On Wed, 6 Apr 2005, Jens Granseuer wrote:
On 05.04.2005 18:59, Jonathan Koren wrote:
On Sat, 2 Apr 2005, Jens Granseuer wrote:
That's been possible for ages (though only with cfed, not with comet).
The only problem with this feature is that if you restrict a shop for
e.g. aircraft it becomes impossible to conquer that shop because
infantry is not allowed to enter it...

I would consider that a bug. Instead of 'airplanes only' it should be 'airplanes allowed'.

You can currently select a minimum unit class and a maximum unit class. So you can make it all classes from infantry to aircraft inclusive (there's tanks and the like in between). You cannot, however, say infantry and aircraft and nothing else. That's not a bug but a limitation imposed by design (although not necessarily with good reason).

I would then hold that it is a bug against the design. I haven't looked at the code, but from what you said, you seem to imply each unit has an integer type id. The ids have been assigned sequentally to the different unit types. Th building code just checks a range of unit types and allows only units whose type id falls in that range to enter.


Assuming I my understanding is correct, wouldn't it make more sense to conver these ids to use some sort of bitmask? Say the low bits identify
individual units (i.e. medium tank, aa tank, heavy tank) and the high bits indicate a broad unit class (i.e. tank, boat, aircraft, artillery, train, person)? You can still use ran the range code if you want, but a bbetter sollution would be to match the unit type against the unit class bitmask.


What do you think?


Stealth is the ability of a unit to remain hidden from opposing forces.

[...]

What does "hidden" mean exactly? Not visible is not enough. What does it look like when shading the map for a moving unit? Just not displaying the unit image may result in a suspicious (to say the least) empty hex in the middle of your field of movement, also shading occupied hexes would mean an awful lot of special cases, though...

A hex containing a hidden stealth unit would appear to the opponent as simply as an unoccupied hex in all respects. There's no icon on ther map, and the hex appears as a valid destination for a moving unit. The unit movement algorithm (the one that determines which hexes a unit will pass through from one hex to another) will act as normal. The case of a moving unit must passing through a hex with a hidden unit is outlined below.


Some units have antistealth sensors.  Antistealth sensors have a detection
range.  Any opposing stealth unit within the detection range is revealed
to the force controlling the antistealth unit.  [Ed. ASW helicopters would
be great counter to stealth submarines.  AWACS planes and/or radar tanks
could counter stealth bombers.  Also, I think antistealth units should be
pretty weak offensively/defensively, lest we create some sort of super
unit.]

This kind of differentiation would call for multiple types of stealth. I don't think that kind of complexity is necessary. While stealth bombers may be harder to detect with radar, they are certainly not invisible in the same way subs are.

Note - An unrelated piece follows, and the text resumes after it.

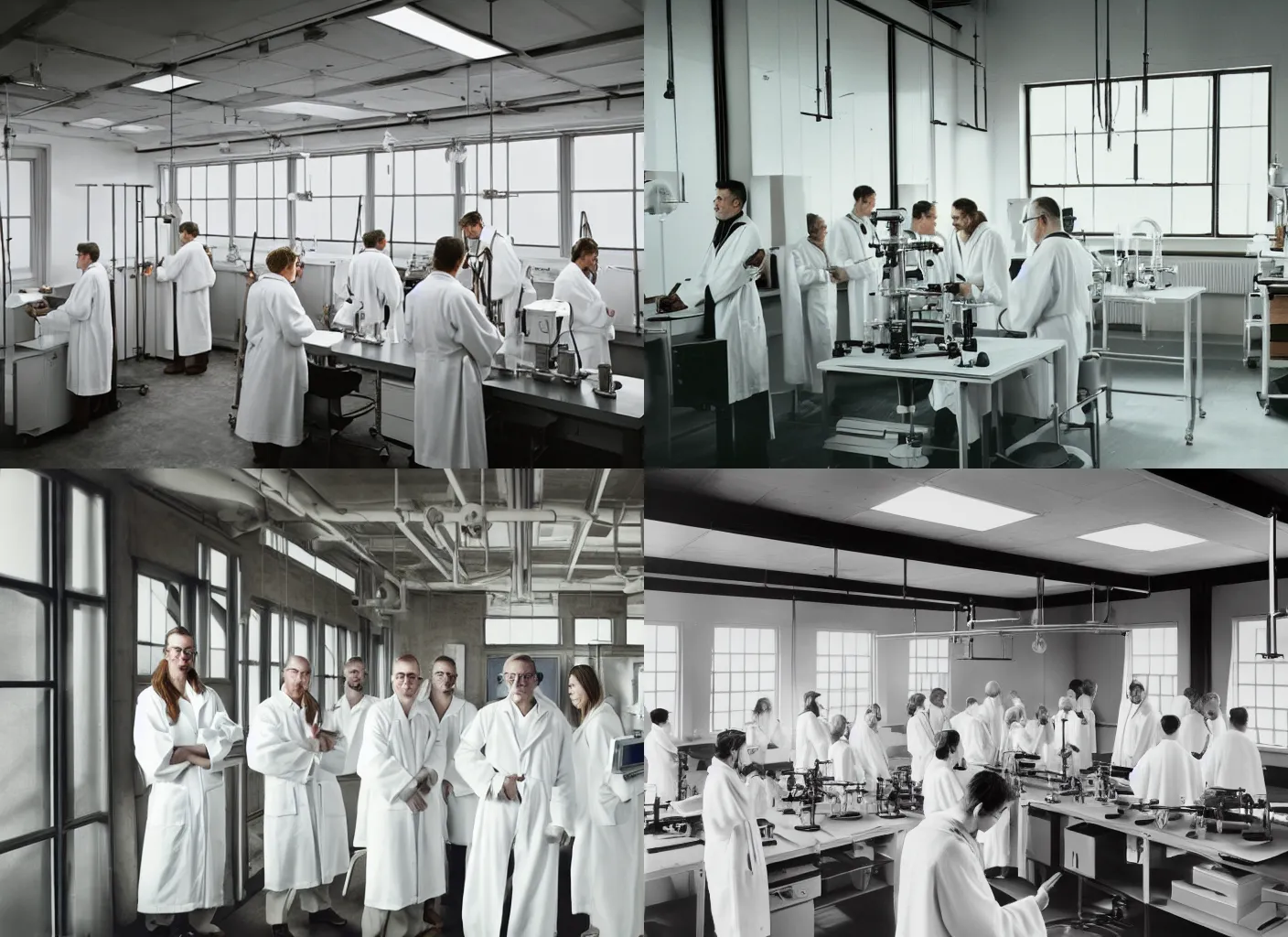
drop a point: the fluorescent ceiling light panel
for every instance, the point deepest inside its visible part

No it doesn't. It just means you have stealth units on land, sea, and air. It also means you have antistealth units also on land, sea, and air. A unit is either stealthy or it's not. If there's any differentiation it would be in the detection ranges of the antistealth units, and that's only if you wanted to do that.


In short, an antistealth tank can detect a submarine.

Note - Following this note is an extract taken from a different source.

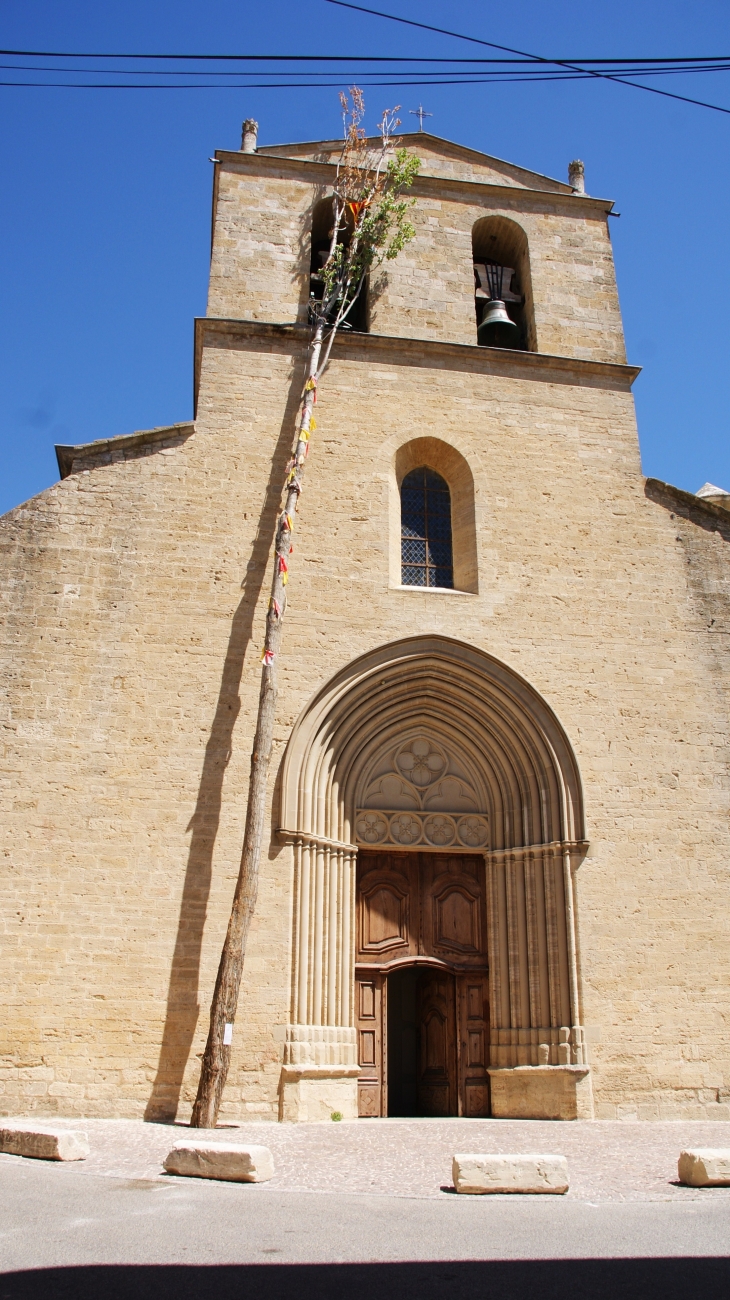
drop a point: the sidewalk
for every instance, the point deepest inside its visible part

When a unit without antistealth sensors attempts to move into a hex with a
hidden stealth unit, the moving unit remains in the previous hex and the
stealth unit is revealed to force controlling the moving unit.  The moving
unit may now attack the stealth unit as normal.

What if the detecting unit would rather have chosen a different path and ignored the sub?

The detecting unit didn't know where the sub was there to begin with, so how could it have ever made the decision to avoid it? All the hexes look the same. Your question implies that the detecting unit has information that it doesn't have.


What happens when a unit without stealth detection tries to enter the hex?

I outlined that scenario immediately above. The stealth unit is revealed and the moving unit remains in the previous hex. The moving unit can now attack the stealth unit as normal. When the stealth unit moves out of the hex it was detected in, it becomes hidden again.